Help identifying if Harddrive is toast!?

nanuk1337

Honorable
Aug 5, 2013
2
0
10,510
Yesterday at some point while I was at work my computer seems to have died.

When I came back to it after work I rebooted the computer and after the normal bios screen it goes onto the windows error recovery page.

If I choose 'Start windows normally' then it starts to boot up then I get he .3 second BSOD and it begins the process again.

If I choose 'Launch Startup Repair' then it loads onto a blue splash page and then nothing happens at all.
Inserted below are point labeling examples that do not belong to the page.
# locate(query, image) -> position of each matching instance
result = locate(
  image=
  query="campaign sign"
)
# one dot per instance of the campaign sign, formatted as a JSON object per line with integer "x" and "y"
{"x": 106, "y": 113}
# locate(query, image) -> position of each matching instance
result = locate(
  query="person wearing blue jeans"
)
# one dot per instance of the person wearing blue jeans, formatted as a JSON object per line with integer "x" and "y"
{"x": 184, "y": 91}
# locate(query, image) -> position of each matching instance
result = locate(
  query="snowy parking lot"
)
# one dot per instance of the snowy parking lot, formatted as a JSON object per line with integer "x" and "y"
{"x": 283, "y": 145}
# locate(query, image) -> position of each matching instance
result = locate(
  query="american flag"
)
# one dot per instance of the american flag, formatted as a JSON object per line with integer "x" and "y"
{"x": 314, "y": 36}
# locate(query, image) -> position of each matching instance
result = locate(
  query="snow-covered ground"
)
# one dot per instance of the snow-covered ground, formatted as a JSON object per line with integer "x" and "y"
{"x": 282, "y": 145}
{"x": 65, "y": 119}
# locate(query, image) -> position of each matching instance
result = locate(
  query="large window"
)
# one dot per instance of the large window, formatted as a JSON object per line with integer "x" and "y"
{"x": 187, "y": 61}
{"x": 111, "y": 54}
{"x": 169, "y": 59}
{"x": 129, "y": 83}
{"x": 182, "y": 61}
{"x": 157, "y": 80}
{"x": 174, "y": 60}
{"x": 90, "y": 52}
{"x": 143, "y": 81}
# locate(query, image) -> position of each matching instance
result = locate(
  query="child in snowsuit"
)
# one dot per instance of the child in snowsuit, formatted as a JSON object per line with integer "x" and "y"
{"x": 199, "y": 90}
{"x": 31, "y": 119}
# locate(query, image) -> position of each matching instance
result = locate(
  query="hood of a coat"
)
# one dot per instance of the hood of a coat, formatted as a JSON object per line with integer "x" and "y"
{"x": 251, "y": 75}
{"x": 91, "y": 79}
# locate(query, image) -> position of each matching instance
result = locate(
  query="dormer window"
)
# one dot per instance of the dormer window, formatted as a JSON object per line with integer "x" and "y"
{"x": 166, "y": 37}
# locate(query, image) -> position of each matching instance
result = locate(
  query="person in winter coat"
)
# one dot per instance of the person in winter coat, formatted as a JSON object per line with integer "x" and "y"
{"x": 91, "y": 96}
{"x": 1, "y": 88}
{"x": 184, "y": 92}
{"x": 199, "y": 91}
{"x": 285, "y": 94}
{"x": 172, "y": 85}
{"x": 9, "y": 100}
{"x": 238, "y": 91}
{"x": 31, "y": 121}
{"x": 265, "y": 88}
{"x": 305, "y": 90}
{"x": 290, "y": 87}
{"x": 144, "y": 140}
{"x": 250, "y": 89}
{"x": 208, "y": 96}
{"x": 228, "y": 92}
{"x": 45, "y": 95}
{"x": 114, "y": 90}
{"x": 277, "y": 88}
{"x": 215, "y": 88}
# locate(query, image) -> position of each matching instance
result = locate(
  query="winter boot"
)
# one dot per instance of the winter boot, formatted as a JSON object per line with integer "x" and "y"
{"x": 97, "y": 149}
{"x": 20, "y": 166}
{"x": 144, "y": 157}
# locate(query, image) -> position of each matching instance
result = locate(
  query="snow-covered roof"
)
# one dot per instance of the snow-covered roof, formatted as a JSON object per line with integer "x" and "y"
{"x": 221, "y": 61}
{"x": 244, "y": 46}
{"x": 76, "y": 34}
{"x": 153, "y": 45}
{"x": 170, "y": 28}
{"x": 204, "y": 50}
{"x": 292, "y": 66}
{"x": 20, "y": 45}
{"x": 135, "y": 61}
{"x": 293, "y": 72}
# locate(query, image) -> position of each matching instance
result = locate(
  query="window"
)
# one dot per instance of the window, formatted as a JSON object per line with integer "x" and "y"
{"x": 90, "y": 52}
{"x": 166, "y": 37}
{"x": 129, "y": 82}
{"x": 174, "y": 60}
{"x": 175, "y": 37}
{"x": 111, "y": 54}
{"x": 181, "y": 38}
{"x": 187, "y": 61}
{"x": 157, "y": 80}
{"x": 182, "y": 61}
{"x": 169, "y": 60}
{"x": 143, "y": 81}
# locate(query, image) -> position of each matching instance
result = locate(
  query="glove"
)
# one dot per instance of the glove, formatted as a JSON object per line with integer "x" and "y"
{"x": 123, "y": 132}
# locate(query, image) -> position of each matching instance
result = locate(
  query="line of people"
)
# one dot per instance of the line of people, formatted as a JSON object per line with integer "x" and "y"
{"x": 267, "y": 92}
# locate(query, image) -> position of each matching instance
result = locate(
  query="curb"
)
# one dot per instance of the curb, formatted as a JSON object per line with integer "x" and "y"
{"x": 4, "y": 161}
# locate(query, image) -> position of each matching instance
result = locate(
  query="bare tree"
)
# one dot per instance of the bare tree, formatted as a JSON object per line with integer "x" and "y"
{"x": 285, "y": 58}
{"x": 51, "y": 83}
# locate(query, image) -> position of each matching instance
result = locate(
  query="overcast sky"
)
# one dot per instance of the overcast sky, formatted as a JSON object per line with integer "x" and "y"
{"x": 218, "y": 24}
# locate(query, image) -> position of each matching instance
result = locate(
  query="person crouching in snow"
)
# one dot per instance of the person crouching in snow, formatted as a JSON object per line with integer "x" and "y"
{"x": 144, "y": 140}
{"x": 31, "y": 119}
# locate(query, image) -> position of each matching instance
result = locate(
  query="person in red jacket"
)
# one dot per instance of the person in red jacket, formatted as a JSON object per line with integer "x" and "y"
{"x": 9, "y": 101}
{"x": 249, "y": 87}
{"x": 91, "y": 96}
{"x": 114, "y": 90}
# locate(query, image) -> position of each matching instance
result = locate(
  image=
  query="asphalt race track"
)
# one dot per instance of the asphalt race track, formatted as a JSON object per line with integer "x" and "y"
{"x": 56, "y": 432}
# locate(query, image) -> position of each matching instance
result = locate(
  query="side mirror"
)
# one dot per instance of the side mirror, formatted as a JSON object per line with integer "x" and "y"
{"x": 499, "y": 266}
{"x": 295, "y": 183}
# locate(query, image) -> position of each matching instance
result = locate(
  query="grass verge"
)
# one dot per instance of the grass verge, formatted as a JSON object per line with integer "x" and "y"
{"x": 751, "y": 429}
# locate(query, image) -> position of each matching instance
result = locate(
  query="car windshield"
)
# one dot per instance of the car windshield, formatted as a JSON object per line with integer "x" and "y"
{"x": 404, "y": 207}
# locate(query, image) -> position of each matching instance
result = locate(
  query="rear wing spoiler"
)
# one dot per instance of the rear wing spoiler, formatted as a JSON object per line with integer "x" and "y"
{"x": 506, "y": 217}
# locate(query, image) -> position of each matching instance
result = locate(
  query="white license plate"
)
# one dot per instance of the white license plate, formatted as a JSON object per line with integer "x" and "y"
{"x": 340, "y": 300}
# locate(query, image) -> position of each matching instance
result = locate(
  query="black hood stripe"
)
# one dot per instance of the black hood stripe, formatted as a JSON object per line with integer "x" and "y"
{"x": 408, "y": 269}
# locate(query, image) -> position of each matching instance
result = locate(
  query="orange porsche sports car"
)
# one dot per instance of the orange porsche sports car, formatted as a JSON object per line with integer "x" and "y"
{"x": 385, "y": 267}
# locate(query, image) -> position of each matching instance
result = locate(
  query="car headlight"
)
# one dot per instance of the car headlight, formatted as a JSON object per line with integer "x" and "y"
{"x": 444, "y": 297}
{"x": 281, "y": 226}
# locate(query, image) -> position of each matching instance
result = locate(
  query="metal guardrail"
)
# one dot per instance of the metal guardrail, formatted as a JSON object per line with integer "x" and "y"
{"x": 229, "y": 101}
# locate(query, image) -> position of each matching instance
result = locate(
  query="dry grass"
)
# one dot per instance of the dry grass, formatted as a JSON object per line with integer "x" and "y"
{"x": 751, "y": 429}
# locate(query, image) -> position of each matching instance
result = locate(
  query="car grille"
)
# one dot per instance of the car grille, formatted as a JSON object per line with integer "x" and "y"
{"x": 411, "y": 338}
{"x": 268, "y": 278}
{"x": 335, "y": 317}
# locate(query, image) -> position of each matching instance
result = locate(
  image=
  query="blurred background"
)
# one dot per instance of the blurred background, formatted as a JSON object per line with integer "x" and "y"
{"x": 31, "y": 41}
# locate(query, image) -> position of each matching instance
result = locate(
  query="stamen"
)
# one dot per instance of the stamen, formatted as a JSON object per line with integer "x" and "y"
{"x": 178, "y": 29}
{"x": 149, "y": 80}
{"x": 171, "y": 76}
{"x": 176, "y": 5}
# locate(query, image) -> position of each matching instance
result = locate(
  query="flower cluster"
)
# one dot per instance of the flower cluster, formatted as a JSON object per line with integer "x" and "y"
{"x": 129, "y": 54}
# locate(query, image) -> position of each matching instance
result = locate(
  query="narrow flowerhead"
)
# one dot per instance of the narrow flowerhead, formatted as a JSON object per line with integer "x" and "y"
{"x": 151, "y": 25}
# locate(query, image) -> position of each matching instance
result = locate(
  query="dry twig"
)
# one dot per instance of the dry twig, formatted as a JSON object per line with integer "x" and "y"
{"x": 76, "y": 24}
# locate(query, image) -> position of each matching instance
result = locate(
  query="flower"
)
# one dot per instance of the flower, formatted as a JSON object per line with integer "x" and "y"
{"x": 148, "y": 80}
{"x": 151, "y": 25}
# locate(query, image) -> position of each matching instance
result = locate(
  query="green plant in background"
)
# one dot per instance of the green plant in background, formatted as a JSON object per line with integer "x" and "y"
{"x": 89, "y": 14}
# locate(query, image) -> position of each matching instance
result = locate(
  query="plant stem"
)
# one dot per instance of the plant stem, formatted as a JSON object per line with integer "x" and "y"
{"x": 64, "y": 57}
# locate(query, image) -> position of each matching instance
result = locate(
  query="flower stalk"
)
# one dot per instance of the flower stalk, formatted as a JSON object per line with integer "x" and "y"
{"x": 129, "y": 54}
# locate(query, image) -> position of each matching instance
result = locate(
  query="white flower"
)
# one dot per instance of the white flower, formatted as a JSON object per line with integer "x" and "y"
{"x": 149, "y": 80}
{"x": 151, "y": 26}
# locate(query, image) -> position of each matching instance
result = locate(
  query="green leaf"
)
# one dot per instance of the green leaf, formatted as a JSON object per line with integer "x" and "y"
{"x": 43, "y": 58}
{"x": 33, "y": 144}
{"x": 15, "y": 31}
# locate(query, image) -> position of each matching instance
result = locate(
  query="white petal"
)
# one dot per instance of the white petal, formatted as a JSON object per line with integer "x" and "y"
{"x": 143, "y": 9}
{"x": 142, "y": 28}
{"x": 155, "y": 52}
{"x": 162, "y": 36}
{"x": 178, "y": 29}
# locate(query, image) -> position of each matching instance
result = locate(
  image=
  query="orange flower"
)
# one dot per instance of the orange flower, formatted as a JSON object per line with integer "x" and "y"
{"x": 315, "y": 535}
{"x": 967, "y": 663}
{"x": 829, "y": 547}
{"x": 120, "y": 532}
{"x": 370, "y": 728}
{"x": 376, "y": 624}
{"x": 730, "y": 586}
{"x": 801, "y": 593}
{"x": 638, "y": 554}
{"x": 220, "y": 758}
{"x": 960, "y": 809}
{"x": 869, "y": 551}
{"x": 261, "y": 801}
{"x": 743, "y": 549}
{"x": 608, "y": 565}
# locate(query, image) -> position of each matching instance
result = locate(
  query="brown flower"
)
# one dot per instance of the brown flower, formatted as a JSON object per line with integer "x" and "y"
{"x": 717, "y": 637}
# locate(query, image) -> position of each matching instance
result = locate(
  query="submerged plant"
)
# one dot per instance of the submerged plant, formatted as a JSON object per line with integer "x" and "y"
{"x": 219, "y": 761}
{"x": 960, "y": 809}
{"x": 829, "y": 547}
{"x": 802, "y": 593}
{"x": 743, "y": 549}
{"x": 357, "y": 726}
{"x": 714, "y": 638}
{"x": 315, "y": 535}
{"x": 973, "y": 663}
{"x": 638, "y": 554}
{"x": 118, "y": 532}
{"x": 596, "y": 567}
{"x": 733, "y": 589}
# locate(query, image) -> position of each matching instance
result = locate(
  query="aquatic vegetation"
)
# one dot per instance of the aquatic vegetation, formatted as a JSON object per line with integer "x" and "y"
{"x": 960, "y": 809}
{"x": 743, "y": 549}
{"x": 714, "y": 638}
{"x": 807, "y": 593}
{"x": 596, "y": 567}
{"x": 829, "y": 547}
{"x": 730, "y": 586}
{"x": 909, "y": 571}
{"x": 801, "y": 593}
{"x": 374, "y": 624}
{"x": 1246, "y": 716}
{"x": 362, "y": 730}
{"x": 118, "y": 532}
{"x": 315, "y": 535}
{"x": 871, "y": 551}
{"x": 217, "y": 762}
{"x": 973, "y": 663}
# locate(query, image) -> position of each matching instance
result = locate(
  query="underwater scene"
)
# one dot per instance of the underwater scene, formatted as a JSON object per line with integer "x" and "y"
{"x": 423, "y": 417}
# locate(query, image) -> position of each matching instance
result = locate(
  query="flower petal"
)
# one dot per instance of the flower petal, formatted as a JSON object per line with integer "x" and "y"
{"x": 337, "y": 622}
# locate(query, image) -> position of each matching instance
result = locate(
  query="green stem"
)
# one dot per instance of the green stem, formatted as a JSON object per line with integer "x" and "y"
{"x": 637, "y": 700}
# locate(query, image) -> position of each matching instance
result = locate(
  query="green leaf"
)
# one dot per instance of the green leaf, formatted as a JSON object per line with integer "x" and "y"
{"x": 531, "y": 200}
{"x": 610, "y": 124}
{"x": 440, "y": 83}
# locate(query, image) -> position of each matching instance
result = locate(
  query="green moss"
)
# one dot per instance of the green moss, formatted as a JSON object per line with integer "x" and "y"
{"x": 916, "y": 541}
I then decided to try to run the repair tool from the windows 7 installation cd. It goes through the 'windows is loading files' page. Goes through the 'starting windows screen', I complete the drop down box section for language and keyboard type etc and hit the next button. Then I click on the 'repair your computer' area and it goes back to another blue splash screen and nothing happens. I don't even get the next menu of system restore options etc.

I have two 1tb hardrives (one for mainly windows 7 and the other for general storage) so im thinking that the windows HD is now toast but im trying to think of any other ways that I can confirm this.

Im *sure* at startup I notice that both Harddrives are detected, but as stated above I have no way of actually getting into the computer to try to repair or identify what the hell went on while I was at work.

I used a Linux source to retrieve some items that I had on that hard drive and was very successful. I got all my important documents off it and photos etc.

Just want a sure fire way of confirming that I do actually need a new hard Drive or whether the symptoms seem more of a software issue?

Any help or advice would be appreciated.
 

Paperdoc

Polypheme
Ambassador
Most HDD makers have on their website for free download a suite of diagnostic utilities for their drives that will do a lot of good tests and tell you what you need to know. For example, Seagate has Seatools for DOS, and WD has Data Lifeguard for DOS. Get the one from the website of your HDD maker.

Actually, you will need to use someone else's computer for this, and you'll need it to contain a CD burner. You'll also need a blank CD-R and software able to burn what is known as an ".iso file" (it's just a complete image of a finished CD) to the blank disk - something like Nero.

Get the "for DOS" version of the utilities, if you can. You download that and burn it to a CD. Then you place it in the optical drive of your FAULTY computer and boot from it. (If your BIOS is not set to do this already, you may have to go into BIOS Setup and change the setting.) The computer will load a mini-DOS Operating System into RAM and let you run all its testing routines from a menu system. This works even if you have NO HDD in your machine that can work properly. You are booting an OS from the CD, so it does not need the HDD to function for that.
 

nanuk1337

Honorable
Aug 5, 2013
2
0
10,510


Thanks, I appreciate your help. Sounds like exactly what im looking for.